Of course, I didn’t mention that one of these clients was the damn Godfather of the Night. Most of my fortune I’d made through working with Nico, taking my earnings and investing them wisely in property, along with a few up-and-coming tech companies.

“So,” Duncan said with an approving smile. “A nice blend of altruism and business savvy.”

I chuckled. “Something like that.”

“I started this business to help people,” Duncan said. “But I’d be lying through my teeth if I were to tell you I didn’t have money in mind. There’s a certain level of success that you’re only going to achieve if you go into business for yourself. And I make sure to tell every new doctor that joins my team that they can be a part of this.”

“I can attest to that,” James said. “I started off as an assistant surgeon at the Greeley clinic. After putting in a couple of years there, Duncan here noticed that I had quite a flair for numbers. After giving me a test run being in charge of the books for the north Colorado clinics, he gave me the position I have now. And don’t think that I spend all my time clicking around in Excel these days. Pitt Medical operates a dozen free clinics around the area where I volunteer my time when I want to give back.”

“There’s plenty of room for growth,” Duncan said. “And I’ve got a good feeling that a doctor like you would move up quickly in our organization. But if you like Evergreen and want to stay there for a while, that’s your prerogative.”

“Speaking of which,” James said. “We want to do a social media campaign in order to introduce you to Evergreen. A little getting-to-know-you thing so the residents in the area will recognize you.”

I shifted in my seat, not sure how to respond to the news. I wanted to keep a low profile, and a damn social media campaign sounded like the exact opposite of that.

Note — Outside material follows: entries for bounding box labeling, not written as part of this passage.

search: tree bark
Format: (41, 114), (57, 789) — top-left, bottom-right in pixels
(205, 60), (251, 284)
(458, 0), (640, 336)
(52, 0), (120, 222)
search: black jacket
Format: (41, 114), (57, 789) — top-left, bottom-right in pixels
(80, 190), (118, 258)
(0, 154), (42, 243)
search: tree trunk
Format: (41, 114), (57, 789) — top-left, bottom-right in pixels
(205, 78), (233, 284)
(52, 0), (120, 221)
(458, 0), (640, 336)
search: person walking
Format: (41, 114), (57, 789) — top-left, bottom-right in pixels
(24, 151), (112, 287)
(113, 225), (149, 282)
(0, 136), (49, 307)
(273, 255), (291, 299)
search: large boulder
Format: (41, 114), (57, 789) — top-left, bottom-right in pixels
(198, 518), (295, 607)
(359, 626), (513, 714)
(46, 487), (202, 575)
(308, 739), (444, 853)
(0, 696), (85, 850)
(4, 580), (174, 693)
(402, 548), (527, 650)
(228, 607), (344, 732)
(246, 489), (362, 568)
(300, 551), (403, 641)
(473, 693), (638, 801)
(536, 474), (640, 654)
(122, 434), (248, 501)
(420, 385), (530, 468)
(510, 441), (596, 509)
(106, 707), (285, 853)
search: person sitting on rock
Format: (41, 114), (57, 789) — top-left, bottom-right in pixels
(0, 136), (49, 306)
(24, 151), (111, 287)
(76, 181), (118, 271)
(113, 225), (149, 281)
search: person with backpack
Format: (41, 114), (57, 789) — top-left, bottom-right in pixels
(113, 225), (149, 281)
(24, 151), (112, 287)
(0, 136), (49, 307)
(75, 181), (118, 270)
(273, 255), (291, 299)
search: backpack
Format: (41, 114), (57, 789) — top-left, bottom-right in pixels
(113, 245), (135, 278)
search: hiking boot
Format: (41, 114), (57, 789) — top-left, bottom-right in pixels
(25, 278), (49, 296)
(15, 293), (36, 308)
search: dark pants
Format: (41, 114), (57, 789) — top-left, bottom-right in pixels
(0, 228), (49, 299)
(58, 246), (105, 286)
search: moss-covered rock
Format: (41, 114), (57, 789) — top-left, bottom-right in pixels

“That a problem?” Duncan asked.

“Just… I’ve never been much of a social media guy, never been one for putting my face out there for attention.”

“Not about attention,” Duncan said. “At least, not that kind. The Pitt Medical clinics that we open in places like Evergreen go for a small-town sort of feel. Having the residents be able to recognize your face and know that you’re their new doctor would go a long way to establish that.”

“Is there any way we can do this without having my face on it?” I asked.